Annell: We are still learning who we are, and who she was… and who she was, back in time to the beginning.  This is the “Wisdom of the Grandmothers” painted on the walls of the cave.   As we run our hands over the stone walls, we find what is now, and who we have become.   The follower becomes the followed, moon in the sky, what we have been seeking, is ourselves.  We see what has been painted over, erased. 

We are finding our way with the help of the Grandmothers; we are one with all that is, the endless possibility of form, taking new shape at the speed of light.

The new space is filled with the presence of mothers, and everyone is a daughter.  Shaped by the movements of white-haired women and ringing with the laughter of old lady friends.  A place filled with the love of women for women and the play of little girls.
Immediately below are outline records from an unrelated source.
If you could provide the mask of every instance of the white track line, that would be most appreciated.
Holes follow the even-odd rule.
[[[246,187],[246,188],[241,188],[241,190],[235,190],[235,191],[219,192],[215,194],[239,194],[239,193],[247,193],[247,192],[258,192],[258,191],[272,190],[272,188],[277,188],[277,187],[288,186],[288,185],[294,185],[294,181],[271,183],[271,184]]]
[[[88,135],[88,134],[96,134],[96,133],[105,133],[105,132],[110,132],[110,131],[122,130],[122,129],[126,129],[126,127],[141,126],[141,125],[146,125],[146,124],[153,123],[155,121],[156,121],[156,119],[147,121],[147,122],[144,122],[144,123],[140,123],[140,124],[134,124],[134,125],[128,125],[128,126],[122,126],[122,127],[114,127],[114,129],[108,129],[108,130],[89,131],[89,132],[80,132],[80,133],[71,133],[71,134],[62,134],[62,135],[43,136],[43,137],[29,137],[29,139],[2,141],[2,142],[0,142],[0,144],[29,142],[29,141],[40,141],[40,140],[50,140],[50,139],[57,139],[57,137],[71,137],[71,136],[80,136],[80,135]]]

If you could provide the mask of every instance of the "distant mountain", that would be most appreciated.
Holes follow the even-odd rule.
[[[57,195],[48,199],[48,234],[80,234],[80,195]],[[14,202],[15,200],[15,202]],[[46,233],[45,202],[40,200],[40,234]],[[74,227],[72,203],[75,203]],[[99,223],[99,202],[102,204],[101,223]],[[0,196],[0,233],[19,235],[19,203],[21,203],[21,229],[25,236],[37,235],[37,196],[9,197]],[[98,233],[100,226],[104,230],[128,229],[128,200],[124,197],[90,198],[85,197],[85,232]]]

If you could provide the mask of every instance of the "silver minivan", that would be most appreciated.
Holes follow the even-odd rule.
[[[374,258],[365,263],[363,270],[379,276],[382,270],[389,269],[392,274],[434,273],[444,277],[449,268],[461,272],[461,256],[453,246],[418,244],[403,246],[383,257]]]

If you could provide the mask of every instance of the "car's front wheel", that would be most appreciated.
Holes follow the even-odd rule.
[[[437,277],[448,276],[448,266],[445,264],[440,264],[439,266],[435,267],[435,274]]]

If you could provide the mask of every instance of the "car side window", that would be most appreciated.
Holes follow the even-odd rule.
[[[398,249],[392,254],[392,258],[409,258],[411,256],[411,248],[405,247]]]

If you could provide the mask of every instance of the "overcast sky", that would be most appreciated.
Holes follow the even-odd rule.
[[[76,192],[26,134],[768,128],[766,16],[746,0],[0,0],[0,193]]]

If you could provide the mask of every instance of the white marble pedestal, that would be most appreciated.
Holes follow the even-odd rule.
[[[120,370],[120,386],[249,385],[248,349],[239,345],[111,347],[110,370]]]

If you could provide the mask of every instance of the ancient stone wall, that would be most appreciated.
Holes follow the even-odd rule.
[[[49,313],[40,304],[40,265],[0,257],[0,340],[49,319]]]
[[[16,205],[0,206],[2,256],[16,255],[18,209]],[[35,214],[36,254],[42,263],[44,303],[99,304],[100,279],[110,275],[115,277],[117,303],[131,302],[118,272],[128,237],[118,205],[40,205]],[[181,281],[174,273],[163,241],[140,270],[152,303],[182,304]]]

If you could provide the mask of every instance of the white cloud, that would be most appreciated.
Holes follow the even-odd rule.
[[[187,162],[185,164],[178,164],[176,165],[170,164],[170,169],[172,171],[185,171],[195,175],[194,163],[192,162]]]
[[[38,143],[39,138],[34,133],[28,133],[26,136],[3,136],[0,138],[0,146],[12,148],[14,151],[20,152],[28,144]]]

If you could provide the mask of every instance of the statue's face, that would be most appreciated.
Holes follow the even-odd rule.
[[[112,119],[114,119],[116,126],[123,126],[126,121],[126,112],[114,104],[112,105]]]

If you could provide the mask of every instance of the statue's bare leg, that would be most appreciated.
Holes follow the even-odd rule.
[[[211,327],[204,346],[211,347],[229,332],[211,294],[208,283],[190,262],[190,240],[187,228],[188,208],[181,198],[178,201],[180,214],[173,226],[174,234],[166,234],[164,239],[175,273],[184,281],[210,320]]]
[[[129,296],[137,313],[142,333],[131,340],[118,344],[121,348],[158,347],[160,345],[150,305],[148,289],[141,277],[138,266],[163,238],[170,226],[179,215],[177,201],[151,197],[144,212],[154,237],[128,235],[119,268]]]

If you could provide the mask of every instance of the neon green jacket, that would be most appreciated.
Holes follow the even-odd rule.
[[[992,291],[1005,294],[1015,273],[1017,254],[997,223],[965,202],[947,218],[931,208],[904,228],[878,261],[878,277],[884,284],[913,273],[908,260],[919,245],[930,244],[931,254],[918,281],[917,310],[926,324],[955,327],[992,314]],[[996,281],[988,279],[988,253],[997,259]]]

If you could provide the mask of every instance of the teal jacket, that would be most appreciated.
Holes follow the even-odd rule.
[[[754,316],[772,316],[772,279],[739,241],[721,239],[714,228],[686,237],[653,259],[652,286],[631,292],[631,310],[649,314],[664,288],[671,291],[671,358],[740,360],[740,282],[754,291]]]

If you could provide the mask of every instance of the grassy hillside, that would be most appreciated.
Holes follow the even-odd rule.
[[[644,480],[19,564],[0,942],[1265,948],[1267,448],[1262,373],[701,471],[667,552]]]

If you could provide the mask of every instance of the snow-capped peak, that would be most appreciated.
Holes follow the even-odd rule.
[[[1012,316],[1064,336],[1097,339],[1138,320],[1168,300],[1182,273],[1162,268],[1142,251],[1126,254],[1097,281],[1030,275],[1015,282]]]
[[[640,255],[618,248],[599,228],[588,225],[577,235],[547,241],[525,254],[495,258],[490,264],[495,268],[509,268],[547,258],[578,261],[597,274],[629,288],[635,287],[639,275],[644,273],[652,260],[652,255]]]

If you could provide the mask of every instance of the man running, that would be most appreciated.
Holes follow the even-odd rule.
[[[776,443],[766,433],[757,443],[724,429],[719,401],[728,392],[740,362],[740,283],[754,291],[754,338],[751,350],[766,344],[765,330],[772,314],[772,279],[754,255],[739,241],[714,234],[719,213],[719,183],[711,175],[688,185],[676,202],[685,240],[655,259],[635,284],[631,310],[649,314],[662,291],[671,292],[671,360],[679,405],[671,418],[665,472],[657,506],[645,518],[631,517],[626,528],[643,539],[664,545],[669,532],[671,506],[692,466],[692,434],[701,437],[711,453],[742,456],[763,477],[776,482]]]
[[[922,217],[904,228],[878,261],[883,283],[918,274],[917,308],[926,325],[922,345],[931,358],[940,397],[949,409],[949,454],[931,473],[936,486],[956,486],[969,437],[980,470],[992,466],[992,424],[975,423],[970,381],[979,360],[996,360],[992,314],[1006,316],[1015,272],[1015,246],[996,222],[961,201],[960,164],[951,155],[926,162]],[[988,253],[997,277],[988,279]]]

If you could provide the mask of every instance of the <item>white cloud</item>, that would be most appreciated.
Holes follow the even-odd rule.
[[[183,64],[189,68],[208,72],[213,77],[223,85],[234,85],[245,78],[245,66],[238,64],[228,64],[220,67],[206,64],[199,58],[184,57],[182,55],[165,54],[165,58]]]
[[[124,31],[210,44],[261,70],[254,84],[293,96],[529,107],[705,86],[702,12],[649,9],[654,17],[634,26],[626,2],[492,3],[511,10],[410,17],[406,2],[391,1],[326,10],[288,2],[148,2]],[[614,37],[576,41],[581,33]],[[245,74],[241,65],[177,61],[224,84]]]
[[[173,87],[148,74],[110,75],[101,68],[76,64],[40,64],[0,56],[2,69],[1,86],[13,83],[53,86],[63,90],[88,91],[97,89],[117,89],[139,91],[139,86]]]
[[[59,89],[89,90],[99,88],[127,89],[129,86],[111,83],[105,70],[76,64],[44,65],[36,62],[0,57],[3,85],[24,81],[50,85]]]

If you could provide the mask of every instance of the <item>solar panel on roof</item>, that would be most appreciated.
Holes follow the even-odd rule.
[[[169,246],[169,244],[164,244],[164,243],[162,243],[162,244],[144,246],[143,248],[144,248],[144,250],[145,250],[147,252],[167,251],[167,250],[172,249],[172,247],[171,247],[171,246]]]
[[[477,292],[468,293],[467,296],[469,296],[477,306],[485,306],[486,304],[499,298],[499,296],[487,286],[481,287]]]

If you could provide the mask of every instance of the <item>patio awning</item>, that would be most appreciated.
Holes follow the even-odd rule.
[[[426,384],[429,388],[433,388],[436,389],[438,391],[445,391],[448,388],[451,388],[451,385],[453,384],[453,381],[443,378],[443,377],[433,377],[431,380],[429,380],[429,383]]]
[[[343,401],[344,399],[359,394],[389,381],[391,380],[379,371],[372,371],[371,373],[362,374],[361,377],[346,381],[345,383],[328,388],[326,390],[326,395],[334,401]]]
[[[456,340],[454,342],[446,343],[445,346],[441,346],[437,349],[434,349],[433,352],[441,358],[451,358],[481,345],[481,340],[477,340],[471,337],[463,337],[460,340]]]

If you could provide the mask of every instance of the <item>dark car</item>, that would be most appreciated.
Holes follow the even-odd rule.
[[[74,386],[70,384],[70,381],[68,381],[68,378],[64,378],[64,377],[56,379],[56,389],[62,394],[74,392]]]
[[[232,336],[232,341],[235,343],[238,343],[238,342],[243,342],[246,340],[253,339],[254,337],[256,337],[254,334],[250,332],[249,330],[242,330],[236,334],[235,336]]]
Starlight in darkness, lit up with her thoughts.  She is the maker, the builder, the doer, the finder.  We claim this space for our own.    In the past we have been invisible, called a witch, tortured, burned at the stake, a time governed by fire.  We have been prohibited from practicing medicine.  She knows her time has come; it is now that she listens and is heard, no longer alone.  The Age of her Resonance.  

My only qualification to speak is that I am a woman, old enough to be a Grandmother. I live in Taos, New Mexico, in one of the most beautiful places in the world.  I live on the mesa west of the village of Taos, above Taos Valley.  I can see Taos Pueblo from my back window and hear the drums beat as they drift over the sage brush.  Taos Pueblo is at the foot of sacred Taos Mountain.  The Mother Mountain.
 



Taos Pueblo is one of the oldest continuously occupied communities, over a thousand years old.  And the people of Taos Pueblo honor their traditions.   It is known for being one of the most private, secretive, and conservative pueblos. (There are eight Pueblos in Northern New Mexico.)  The people almost never speak of their religious customs to outsiders, and because their language has never been written down, much of the culture remains unknown to the rest of the world.  Taos Pueblo has been designated a UNESCO World Heritage Site.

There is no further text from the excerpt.